What do you do in the Scottish Music Scene?

I represent a number of artists, currently 20, on my Reaction Management roster. We are a consultancy/management agency. I’m now into my 3rd full-time year and have a couple of agents who manage bands on the roster too.

What made you want to get involved?

I’ve been in the music industry best part of 30 years from a performer to a promoter and now in management. It’s just something that’s always been in my blood, and once I had moved on from performing in bands the next logical step was to stay within the industry and develop my personal skills.

What’s the best thing about the Scottish Music Scene?

The diversity. I have 20 bands/artists on the roster and no two bands are alike. From folk, indie and pop to alt-rock, metal and even hip-hop.

Did anybody help you get started in the Scottish Music Scene?

I studied music management and performance at college in the 90s which lead me to promoting bands in Glasgow. I learned so much from the course and was involved in some pretty cool placements including DF Concerts. The late 90s is when I properly started to promote local bands across Glasgow, including a certain Biffy Clyro before they were the international stars that they are today. From then on everything was self taught, every day was a school day of sorts and even to this day I’m learning new things.

Who inspires you in the Scottish Music Scene?

I’m inspired by a lot of people in our scene, ground level upwards from young musicians just starting out to the more established artists. I look at some of the big Scottish promoters – your DFs and Triple Gs – and they all started from the grassroots scenes. My biggest inspiration comes from the people I speak to day in day out, the artists on the roster. I love hearing raw, new music before it’s even close to being mixed and mastered and thinking to myself, wow this is already incredible, it’s a perk of the job for sure. I’m surrounded by so much creativity.

Who’s your favourite Scottish Artist?

That’s a difficult one. Other than the artists I represent there are so many favourites from the likes of Biffy Clyro or Mogwai and going back to groups like Garbage and Simple Minds. I love singer-songwriters too. Big fan of KT Tunstall among others. It’s hard to nail one favourite down amongst a plethora of Scottish talent. So much new music coming out of Scotland across all the genres which is why I love my job so much!

What advice would you give to somebody wanting to get involved?
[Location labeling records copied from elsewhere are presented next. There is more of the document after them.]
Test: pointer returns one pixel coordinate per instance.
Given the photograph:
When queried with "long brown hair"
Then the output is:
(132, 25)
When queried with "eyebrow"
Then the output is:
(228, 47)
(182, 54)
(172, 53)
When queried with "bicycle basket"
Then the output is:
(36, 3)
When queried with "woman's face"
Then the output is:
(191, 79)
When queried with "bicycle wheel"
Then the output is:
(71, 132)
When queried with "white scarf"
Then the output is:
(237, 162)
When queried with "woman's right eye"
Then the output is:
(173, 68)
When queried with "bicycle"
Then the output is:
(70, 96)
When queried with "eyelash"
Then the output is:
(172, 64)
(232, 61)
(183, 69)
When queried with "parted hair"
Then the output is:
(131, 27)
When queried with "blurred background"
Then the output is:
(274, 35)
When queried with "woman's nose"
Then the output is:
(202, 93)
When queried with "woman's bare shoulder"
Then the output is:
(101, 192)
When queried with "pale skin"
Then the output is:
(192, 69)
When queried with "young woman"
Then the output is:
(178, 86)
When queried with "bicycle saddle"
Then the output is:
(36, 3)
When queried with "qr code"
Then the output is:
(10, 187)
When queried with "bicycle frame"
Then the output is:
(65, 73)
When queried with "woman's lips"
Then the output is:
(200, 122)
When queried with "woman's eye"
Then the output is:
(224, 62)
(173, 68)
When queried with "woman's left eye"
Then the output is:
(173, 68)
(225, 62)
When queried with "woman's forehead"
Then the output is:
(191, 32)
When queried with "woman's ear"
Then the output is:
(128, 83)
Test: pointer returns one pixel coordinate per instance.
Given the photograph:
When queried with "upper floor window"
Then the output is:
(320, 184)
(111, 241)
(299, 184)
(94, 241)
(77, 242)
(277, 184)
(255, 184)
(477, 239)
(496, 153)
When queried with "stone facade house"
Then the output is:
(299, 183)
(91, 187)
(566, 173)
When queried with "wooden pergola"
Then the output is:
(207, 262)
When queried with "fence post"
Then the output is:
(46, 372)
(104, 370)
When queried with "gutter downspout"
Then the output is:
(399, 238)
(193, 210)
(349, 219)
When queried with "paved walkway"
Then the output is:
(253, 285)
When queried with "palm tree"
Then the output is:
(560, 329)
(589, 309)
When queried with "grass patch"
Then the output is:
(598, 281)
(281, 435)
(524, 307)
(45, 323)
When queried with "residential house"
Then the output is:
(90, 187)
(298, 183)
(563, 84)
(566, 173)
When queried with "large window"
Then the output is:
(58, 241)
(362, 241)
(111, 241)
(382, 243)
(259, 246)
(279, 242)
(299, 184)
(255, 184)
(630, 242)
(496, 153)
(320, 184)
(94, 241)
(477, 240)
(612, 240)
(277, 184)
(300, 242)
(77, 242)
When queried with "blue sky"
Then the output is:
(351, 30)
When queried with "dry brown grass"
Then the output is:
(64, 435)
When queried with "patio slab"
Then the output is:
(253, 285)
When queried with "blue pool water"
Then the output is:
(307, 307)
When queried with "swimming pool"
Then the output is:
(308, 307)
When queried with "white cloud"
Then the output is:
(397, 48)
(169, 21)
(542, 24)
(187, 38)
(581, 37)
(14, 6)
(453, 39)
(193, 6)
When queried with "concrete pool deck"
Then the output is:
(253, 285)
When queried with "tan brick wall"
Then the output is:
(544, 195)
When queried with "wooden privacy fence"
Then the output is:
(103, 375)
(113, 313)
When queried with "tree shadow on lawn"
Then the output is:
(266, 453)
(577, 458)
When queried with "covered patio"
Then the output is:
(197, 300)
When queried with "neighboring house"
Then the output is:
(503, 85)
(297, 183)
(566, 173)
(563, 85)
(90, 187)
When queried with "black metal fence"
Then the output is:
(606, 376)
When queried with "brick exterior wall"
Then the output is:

Don’t! If you want to age 10 years in 10 months then fire in haha! Joking aside though, if this is something you want to get involved with then be absolutely serious and professional about your role in whatever side of the industry is. I’ve found in my experience there are so many posers in this industry that do the job because they feel it earns them ‘cool points’, something to post on social media and get attention, don’t be like that, do it because it’s in you to do it, be passionate about the role you have and the artists you work with. The posers don’t do the job well and move on when the attention drops or the work gets too hard. Be committed. It’s an extremely stressful and demanding industry too so be prepared for that. Look at getting some experience from the ground up and learning from those already working in the scene as well as educating yourself. I’ve now started to bring in students looking for experience in management too and helping them tick off requirements for their college courses.

Things to avoid doing when starting out in the music industry?

Getting too far ahead of yourself and setting unachievable targets. Small goals will see you go further and every achievement you tick off is more experience. Also avoid the sharks, they are everywhere and can smell fresh blood like no other. If something seems too good to be true it most likely is. Most importantly don’t be afraid to make mistakes, and hold your hands up to them, learn from them and move on.

The best bit of advice you’ve received? 

Surround yourself with people who have the same passion and work ethic as you. I once confided in someone when I was a singer that I could see that my band mates didn’t have the same vision as me, and that maybe I was just wanting too much. The reply to that was “You don’t want too much, you just want it more than them”. That has stuck with me forever. That person was the ‘celebrity villain’ who the band had been working alongside with at the time. That’s a whole other story though haha. Dave Courtney. That advice was great as I looked at those people around me in the bands I sang with or the people I worked with after I hung up my mic and said to myself do they want to achieve the things I want to achieve? Are they willing to make the same sacrifices?